Last TUESDAY, when I arrived at rehab, one of the therapists asked me where I had been on the previous Friday. My response was “I was playing hooky”. She looked at me blankly, and other young therapists responded that they had never heard of the expression. During an earlier session, I had mentioned I had chilblains - first time for many years - again, a look of puzzlement, as they were unheard of. This came up in my FACEBOOK feed this morning and really resonated with me.

Ever wonder about all of the sayings or words that seem to be lost as we grew older? Lets look at a few of these words…
Do you remember the word ‘Mergatroyd’? Spell checkers don’t even recognize that word. Our computers are confused… Heavens to Mergatroyd!
The other day a not-so-old lady said something to her son about driving a jalopy, and he looked at her quizzically and said “What the heck is a jalopy?” He never heard of the word jalopy!! She knew she was old….. but not that old.
Some old expressions that have become obsolete because of the march of technology. They include phrases such as “Don’t touch that dial,” “Carbon copy,” “You sound like a broken record” and “Hung out to dry.”
Remember when we had lots of ‘moxie’ and we’d put on our best ‘bib and tucker’ to’ straighten up and fly right’?
Heavens to Betsy! Gee whillikers! Jumping Jehoshaphat! Holy moley!
We were ‘in like Flynn’ and ‘living the life of Riley’’, and even a regular guy couldn’t accuse us of being a knucklehead, a nincompoop or a pill. Not for all the tea in China!
Way back, life used to be swell, but when’s the last time anything was swell?
Swell has gone the way of beehives, pageboys and the D.A.; of spats, knickers, fedoras, poodle skirts, saddle shoes and pedal pushers…
Oh, my aching back! Kilroy was here, but he isn’t anymore.
We wake up from what surely has been just a short nap, and before we can say, Well, I’ll be ‘a monkey’s uncle!’ Or, This is a ‘fine kettle of fish’! We discover that the words we grew up with have vanished.
Poof...go the words of our youth. The words have been left behind. We blink, and they’re gone.
Long gone are words and phrases like: Pshaw, The milkman did it. Hey! It’s your nickel. Don’t forget to pull the chain. Knee high to a grasshopper. Well, Fiddlesticks! Going like sixty. I’ll see you in the funny papers. Don’t take any wooden nickels. Wake up and smell the roses.
It seems that there are more of these lost words and expressions than Carter has liver pills. This is disturbing!
We of a certain age have been blessed to live in changeable times. For a child each new word is like a shiny toy, a toy that has no age.

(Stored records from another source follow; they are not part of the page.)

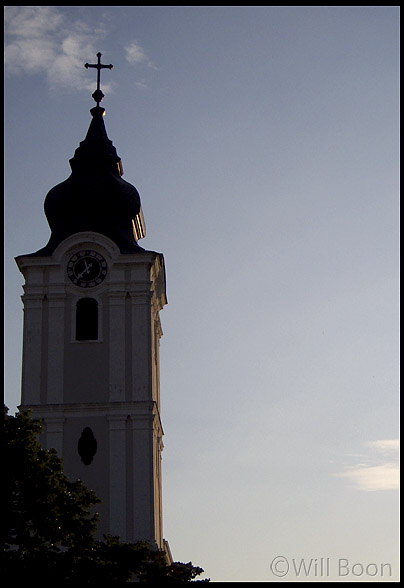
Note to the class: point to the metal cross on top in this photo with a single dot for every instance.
(98, 95)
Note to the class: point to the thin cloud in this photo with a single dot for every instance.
(135, 54)
(379, 470)
(38, 40)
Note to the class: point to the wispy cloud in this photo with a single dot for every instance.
(378, 470)
(40, 40)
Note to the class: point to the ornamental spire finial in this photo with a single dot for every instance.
(98, 95)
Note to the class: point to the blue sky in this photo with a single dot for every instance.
(264, 144)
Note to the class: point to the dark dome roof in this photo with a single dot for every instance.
(94, 197)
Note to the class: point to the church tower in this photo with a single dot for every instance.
(92, 298)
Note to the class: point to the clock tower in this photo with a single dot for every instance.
(92, 299)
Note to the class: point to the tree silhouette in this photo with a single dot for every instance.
(49, 526)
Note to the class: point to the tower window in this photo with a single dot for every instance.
(87, 320)
(87, 446)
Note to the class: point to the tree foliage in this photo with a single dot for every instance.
(49, 526)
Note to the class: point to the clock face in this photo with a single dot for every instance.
(87, 268)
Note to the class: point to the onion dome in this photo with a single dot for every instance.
(95, 197)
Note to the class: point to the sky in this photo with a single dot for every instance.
(263, 142)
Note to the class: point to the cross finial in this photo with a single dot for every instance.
(98, 95)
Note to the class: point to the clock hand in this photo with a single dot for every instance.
(86, 271)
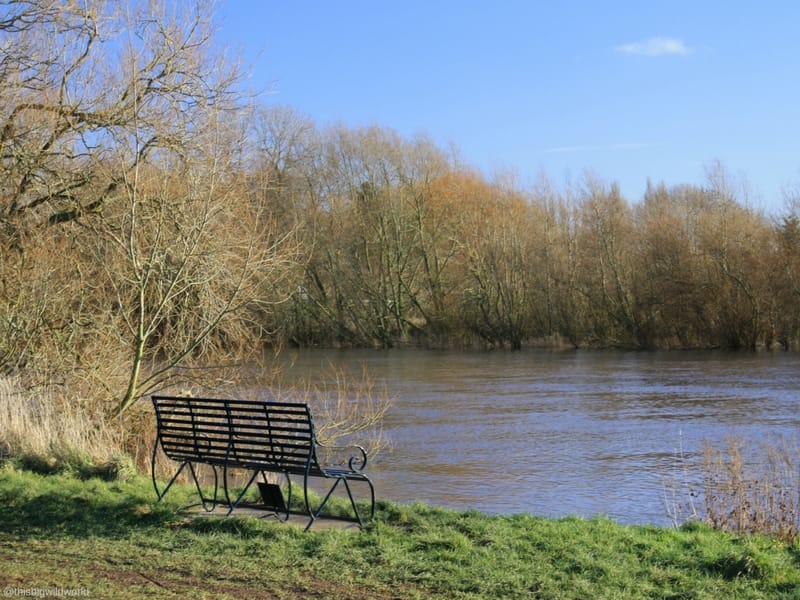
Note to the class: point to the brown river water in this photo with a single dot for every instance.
(564, 433)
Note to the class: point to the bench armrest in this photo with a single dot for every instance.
(354, 456)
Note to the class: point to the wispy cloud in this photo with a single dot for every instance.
(608, 147)
(656, 46)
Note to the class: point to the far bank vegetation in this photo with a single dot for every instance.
(155, 221)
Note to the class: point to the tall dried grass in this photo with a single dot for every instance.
(45, 426)
(754, 488)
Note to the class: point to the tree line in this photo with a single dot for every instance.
(155, 218)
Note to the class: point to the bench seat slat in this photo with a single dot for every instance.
(253, 435)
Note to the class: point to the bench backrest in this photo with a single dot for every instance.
(251, 434)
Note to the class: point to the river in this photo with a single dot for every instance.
(556, 433)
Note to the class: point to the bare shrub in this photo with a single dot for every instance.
(753, 489)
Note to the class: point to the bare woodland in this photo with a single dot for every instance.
(156, 220)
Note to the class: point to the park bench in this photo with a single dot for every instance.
(255, 438)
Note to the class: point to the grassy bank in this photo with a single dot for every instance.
(108, 540)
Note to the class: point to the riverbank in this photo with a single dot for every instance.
(107, 539)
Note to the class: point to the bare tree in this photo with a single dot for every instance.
(83, 81)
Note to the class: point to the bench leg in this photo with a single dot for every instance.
(314, 514)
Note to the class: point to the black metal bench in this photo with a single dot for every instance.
(257, 437)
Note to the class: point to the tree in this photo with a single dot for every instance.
(121, 144)
(82, 82)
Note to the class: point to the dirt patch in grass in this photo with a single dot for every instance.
(42, 567)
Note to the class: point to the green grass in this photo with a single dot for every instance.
(110, 539)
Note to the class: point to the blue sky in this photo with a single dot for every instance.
(625, 90)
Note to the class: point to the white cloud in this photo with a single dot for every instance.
(605, 148)
(656, 46)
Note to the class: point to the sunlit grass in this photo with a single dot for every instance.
(110, 538)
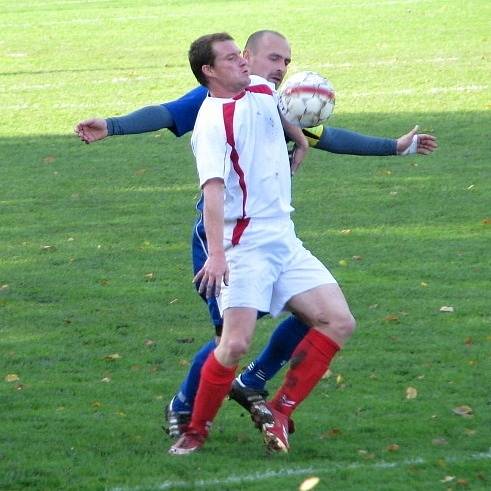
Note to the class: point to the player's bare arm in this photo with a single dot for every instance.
(210, 276)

We at the other end of the chronological arc have the advantage of remembering there are words that once did not exist and there were words that once strutted their hour upon the earthly stage and now are heard no more, except in our collective memory. It’s one of the greatest advantages of aging.
We are left to wonder where Superman will find a phone booth… But just consider that no one will ever have the opportunity again for such a great change in wording and phrases. We, at least most of us, are children of the fabulous 50’s. We have been given one of life’s most precious gifts…our memories…
I still call the fridge and ice-box from time to time. That’s what mama called it, so that’s what I call it.
The lost Words from our childhood are gone as fast as the buggy whip! Sad really! Well, I hope you are Hunky Dory after you read this and chuckle.
See ya later, alligator! Okey-Dokey… God bless you all.